After finishing residency I came out to where I am now and am quite happy with where I landed. We live in California Xurbia (rural area with a surburban feel) about an hour from 2 major metropolis'. Lots of families, close shopping, fresh air and lots of new homes. It's a commuter area in that most peoplehere (although not me) commute that 1 hour (more for traffic) and live here for the cheaper housing and to raise their family. This is not for everybody... but it is for me and so we are happy to be here.
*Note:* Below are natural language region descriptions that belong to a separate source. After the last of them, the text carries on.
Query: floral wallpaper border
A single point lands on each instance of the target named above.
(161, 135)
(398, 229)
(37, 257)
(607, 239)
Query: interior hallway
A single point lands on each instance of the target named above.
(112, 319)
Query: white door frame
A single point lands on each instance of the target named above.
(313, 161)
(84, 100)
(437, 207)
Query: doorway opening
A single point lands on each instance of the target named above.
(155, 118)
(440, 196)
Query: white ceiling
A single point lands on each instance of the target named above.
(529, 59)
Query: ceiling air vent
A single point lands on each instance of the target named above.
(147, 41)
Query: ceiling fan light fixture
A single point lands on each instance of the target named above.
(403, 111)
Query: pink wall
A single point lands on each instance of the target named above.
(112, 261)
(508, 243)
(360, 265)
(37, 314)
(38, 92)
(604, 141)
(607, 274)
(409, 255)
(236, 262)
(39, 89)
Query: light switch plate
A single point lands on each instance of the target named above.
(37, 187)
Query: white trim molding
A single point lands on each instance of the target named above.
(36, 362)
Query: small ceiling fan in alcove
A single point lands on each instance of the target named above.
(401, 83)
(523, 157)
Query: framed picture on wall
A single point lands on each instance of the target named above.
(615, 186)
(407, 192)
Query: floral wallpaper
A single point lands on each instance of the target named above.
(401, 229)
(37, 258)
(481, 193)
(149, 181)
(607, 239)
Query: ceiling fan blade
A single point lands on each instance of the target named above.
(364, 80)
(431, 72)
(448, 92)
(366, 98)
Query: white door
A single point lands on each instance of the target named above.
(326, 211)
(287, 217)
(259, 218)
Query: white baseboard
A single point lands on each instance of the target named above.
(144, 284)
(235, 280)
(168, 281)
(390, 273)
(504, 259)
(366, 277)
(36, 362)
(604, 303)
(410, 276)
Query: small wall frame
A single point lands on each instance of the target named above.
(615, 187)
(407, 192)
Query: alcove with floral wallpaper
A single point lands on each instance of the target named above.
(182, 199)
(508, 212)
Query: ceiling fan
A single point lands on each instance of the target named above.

As stated in my first post, my salary is $115,000 with $5,000 raises for 3 years. I received a $5,000 signing bonus that we used for our move. My benefits include full health, dental and vision for our whole family (all premiums paid); disability insurance (short and long); full malpractice including tail coverage; $4500 CME; 2 weeks paid vacation and 1 week CME vacation. My call is about 1 in 5 with 1 weekend in 6 weeks. Call includes advice calls for patients as well as hospital coverage for admissions. There are about 10 physicians total in the group and they are all quite nice and fair. Although I would have loved a higher starting salary (money is money) there is nothing to complain about.
I supplement my current salary by working after hours here at the group. The hours are 6-9 Monday to Friday and 10-2 Saturday and Sunday. I try to work twice a week for the extra pay which is $80/hour that is folded into my paycheck (not seperate).
My contract is 3 years (I am almost into year 2) after which time I am hoping to be asked to become a partner. Now I have not a clue as to how this partnership thing works really. I mean ,I understand I will get/buy shares of the company and then revenue after all bills have been settled will be income divided among the partners based upon shares. But how the taxes work, when the income gets distributed, ?'s for me.
If anybody were to look at this post, I'd be curious to hear what you thought overall. If you were getting better, less, more... it would be interesting to compare.